The 101st Congress, now staggering toward the finish line of the longest election-year session since World War II, will leave behind a national debt that continues to rise, a weakened president, a battered political system, a further demoralized public service and a populace increasingly angry at politicians it elects.

It also will leave behind a dramatically altered political world, a rapidly deteriorating economy and critical war-and-peace decisions that will likely be made in its absence. All in all, that's more than enough to elevate this congressional session into the ranks of those that governed at turning points in the post-World War II era of unquestioned American dominance that is now passing.

Not all of it was as bad as it seemed.

From a political standpoint, this Congress marked the beginning of a real debate about the values of the immediate past and the direction of the future. It was the Congress when reality started to triumph over rhetoric -- a Congress when a reckoning on the Reagan years began.

Painful though it was to watch, this Congress and this president began to face and make decisions on problems that had been long postponed. Deficits do matter, they admitted. Taxes do have to be raised if debt ever is to be reduced. Both Republicans and Democrats acknowledged publicly that spending cuts alone would not be enough to do the job, a position that undercut the old Reagan argument about the proper deficit-reduction formula to follow.

Better balance was being restored to the political equation. That's what the argument about "fairness" was all about. Running through the recent budget debates was the strong theme of the need to right the social and economic wrongs of the past decade. It was a decade in which the poor and the middle classes shared disproportionately in the general prosperity and fell farther behind the ranks of the very rich -- conditions that the politicians concluded had to be addressed. In the end, they began redressing some of the inequities of the 1980s.

This reassessment of old policies and beliefs also applies to foreign affairs. This week, for instance, Patrick Buchanan worried in a column about America going to war in the Middle East at a time when Congress would not be in session to check a possible presidential decision to launch an attack.

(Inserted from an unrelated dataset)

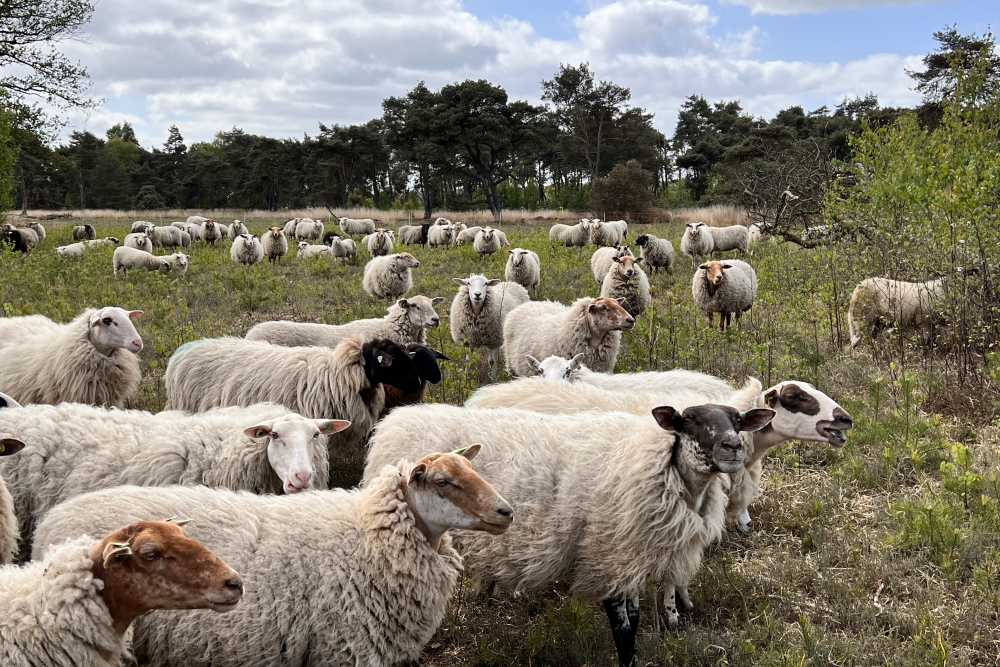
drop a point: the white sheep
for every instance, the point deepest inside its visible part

"The Constitution, after all, gives Congress, not the president, power to declare war," he wrote Wednesday in the Washington Times, "but Congress is about to adjourn, leaving Mr. Bush two free months to attack, with only some vague admonition that he not do so without congressional approval. This {congressional} abdication is appalling; but no less so than the conduct of conservatives who are supposed to be men of the Constitution."

This is the same Patrick Buchanan who for years as a Reagan aide celebrated presidential power over that of Congress and lashed Congress for interfering with the president's not-so-secret undeclared war against the Sandinistas in Nicaragua. Now, the perspective of the '90s looks quite different.

The narrow, but combustible, political world of Washington also has changed. After being on the defensive for a decade, the Democrats regained a sense of unity and purpose and, finally, prevailed. Republicans, having soared during the Reagan boom and dreaming of greater gains as President Bush's popularity exceeded even that of the Gipper's, suddenly found their hopes dashed. They played out the closing days of this session in embittered internecine strife.

Bush has paid a terrible price for it. Not since Jimmy Carter has a president been pounded so unmercifully, and from his supporters. One day this week, for example, three conservative commentators delivered these unsparing judgments about him. Fred Barnes: "President Bush's political world -- his power in Washington, his reputation across the country -- will never be the same." Paul Craig Roberts: "Overnight President Bush has become a synonym for failure." Phyllis Schlafly: "The hurt among grass-roots Americans was profound when President Bush reneged on the most famous campaign promise of this generation."

Those are voices of the right. From the left, came a comment that best expresses the present politicial situation.

"We got into this mess because for the last 10 years the public has been fed pablum by its political leadership instead of facts," said Rep. David R. Obey (D-Wis.), "and they have gotten so used to it that it's now difficult to turn society around to face the hard decisions that are required."

Exactly, and that is the hard process this Congress has belatedly set in motion.